Le réchauffement climatique est l'un de ces phénomènes étonnants pour lesquels il n'existe pas la moindre preuve, et je ne mens pas. J'étudie ce sujet depuis longtemps, j'ai lu de nombreux livres et articles scientifiques. Il n'y a pas la moindre preuve que l'être humain ait eu un quelconque impact sur cette planète, mis à part les panneaux publicitaires. Certes, nous avons construit des tas de panneaux et d'immeubles.

Mais nous avons bel et bien influencé le climat, et le CO2 a un impact, même minime. Même le CO2 déjà présent, dont la majeure partie n'est pas de notre fait, sera toujours là. Et ceux qui tirent les ficelles aujourd'hui, comme ceux qui ont eu des problèmes avec le Hadley Centre (l'équivalent de l'Université de Londres), dont les courriels ont été publiés (et certains étaient un peu… disons, intimes), ce sont de véritables vautours de l'informatique.

Ce ne sont pas des climatologues. À mon avis, le changement climatique ne date pas du début du XXe siècle. Si vous souhaitez comprendre le climat et le changement climatique, il est essentiel de connaître des notions telles que la période de l'Éocène et les caractéristiques climatiques de cette époque. L'Éocène remonte à environ 40 millions d'années, et la planète était alors presque entièrement recouverte d'arbres.

Les gymnospores étaient présentes, car les angiospores n'étaient pas encore apparues. Cependant, la végétation était dense d'un pôle à l'autre, et c'était une période relativement reculée. Les niveaux de CO2 – bien que ces mesures soient approximatives, elles restent assez fiables – étaient d'environ 2 700 parties par million. Aujourd'hui, ils atteignent 340, soit un peu plus que les 270 niveaux historiques, antérieurs à la pollution atmosphérique. L'écart entre 340 et 2 700 est considérable.

Cela est probablement dû au fait que l'orbite terrestre ne suit pas une direction fixe. La Terre tourne autour de ses pôles, ce qui entraîne des changements de direction et donc des accélérations et des décélérations. Cela se manifeste dans toutes les directions sur de longues périodes, et c'est en réalité prévisible.
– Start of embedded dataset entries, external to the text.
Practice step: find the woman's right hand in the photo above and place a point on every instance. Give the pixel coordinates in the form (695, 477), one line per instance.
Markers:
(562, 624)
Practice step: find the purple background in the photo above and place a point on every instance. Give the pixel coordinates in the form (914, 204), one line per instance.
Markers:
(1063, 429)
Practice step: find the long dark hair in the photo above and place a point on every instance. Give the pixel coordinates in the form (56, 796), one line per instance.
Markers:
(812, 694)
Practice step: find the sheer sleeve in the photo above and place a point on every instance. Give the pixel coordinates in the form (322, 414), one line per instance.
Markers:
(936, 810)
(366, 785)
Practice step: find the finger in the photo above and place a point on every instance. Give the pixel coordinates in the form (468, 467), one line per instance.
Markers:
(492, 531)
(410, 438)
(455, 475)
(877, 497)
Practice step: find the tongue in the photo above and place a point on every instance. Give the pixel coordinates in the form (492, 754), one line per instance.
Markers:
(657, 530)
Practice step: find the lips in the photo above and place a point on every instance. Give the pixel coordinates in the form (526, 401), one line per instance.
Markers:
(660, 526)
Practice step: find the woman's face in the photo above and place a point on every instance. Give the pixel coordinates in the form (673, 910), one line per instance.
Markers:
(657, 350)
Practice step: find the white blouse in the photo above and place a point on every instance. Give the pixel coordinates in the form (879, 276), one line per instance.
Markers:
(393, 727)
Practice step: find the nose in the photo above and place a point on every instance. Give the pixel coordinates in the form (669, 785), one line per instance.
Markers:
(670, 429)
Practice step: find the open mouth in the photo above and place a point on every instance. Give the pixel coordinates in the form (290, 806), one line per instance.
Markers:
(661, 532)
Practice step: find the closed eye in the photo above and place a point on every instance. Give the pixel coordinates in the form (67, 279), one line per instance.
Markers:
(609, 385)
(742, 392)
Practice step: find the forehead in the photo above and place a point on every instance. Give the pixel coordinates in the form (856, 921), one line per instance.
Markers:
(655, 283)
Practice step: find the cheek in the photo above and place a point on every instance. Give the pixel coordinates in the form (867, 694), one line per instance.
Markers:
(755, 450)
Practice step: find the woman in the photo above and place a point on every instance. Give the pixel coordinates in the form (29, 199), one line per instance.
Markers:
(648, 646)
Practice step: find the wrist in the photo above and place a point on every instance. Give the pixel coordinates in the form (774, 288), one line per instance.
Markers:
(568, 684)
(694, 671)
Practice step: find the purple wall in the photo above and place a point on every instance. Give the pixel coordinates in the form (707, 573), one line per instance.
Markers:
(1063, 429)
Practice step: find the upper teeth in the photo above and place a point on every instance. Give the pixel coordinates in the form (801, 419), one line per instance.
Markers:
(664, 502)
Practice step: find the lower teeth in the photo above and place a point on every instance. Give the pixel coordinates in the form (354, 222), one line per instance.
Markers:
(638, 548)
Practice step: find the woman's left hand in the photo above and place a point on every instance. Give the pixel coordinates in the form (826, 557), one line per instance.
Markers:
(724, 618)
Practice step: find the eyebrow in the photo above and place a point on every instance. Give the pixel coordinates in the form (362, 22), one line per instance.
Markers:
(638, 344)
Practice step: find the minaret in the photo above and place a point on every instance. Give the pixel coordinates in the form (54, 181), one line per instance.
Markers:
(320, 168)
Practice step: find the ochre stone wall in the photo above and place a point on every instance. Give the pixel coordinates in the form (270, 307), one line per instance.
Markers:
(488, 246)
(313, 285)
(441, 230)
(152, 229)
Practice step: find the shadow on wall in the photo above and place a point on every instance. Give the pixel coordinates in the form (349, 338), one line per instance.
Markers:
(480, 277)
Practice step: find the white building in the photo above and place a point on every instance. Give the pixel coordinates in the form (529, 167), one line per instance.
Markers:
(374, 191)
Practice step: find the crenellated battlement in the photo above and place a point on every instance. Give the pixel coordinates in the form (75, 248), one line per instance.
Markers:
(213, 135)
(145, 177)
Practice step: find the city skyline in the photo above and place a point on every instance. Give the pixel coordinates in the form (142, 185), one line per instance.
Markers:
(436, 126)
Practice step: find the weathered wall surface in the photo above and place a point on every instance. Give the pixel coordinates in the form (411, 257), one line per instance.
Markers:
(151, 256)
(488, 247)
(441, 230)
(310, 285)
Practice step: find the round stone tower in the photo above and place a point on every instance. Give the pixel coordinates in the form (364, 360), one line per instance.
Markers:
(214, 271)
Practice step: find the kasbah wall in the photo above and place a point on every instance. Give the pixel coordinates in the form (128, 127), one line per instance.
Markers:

Ce ne sont pas des phénomènes étranges ; c'est une immense taupe, influencée par toutes ces autres planètes. Nous devrions être capables d'interpréter ces données et de les comprendre en termes de climatologie. Au cours des derniers millions d'années, notre espèce a connu un certain succès car le climat a changé rapidement et nous avons su nous y adapter.

 

C'est l'état naturel des choses ici. Et ce n'est pas grâce à nous ; c'est parce que nous sommes là que nous sommes. Et c'est absurde que certains prétendent avoir sauvé la Terre de nous.

Nous sommes comme la mouche qui pousse sur les rochers. Nous n'y jouons qu'un rôle mineur. En réalité, si.

Nous avons dépassé notre rôle ici. Et c'est un paradigme absurde qui nous a permis d'envahir tout un domaine. Et tous les vrais climatologues ont été remplacés par ces types qui conçoivent des modèles de circulation générale prédisant que si tel ou tel événement se produit, la température augmentera de 5 degrés dans les prochains jours… À mon avis, la climatologie est devenue une véritable farce.

Les vrais climatologues réfléchissent aux grandes époques que la Terre a traversées de notre point de vue, mais les jeunes qui s'informent, se réunissent à Copenhague et décident que tout le monde doit arrêter de cuisiner dans des réserves de combustible en Afrique, ou je ne sais quoi, eux, ils n'y connaissent rien. Absolument rien.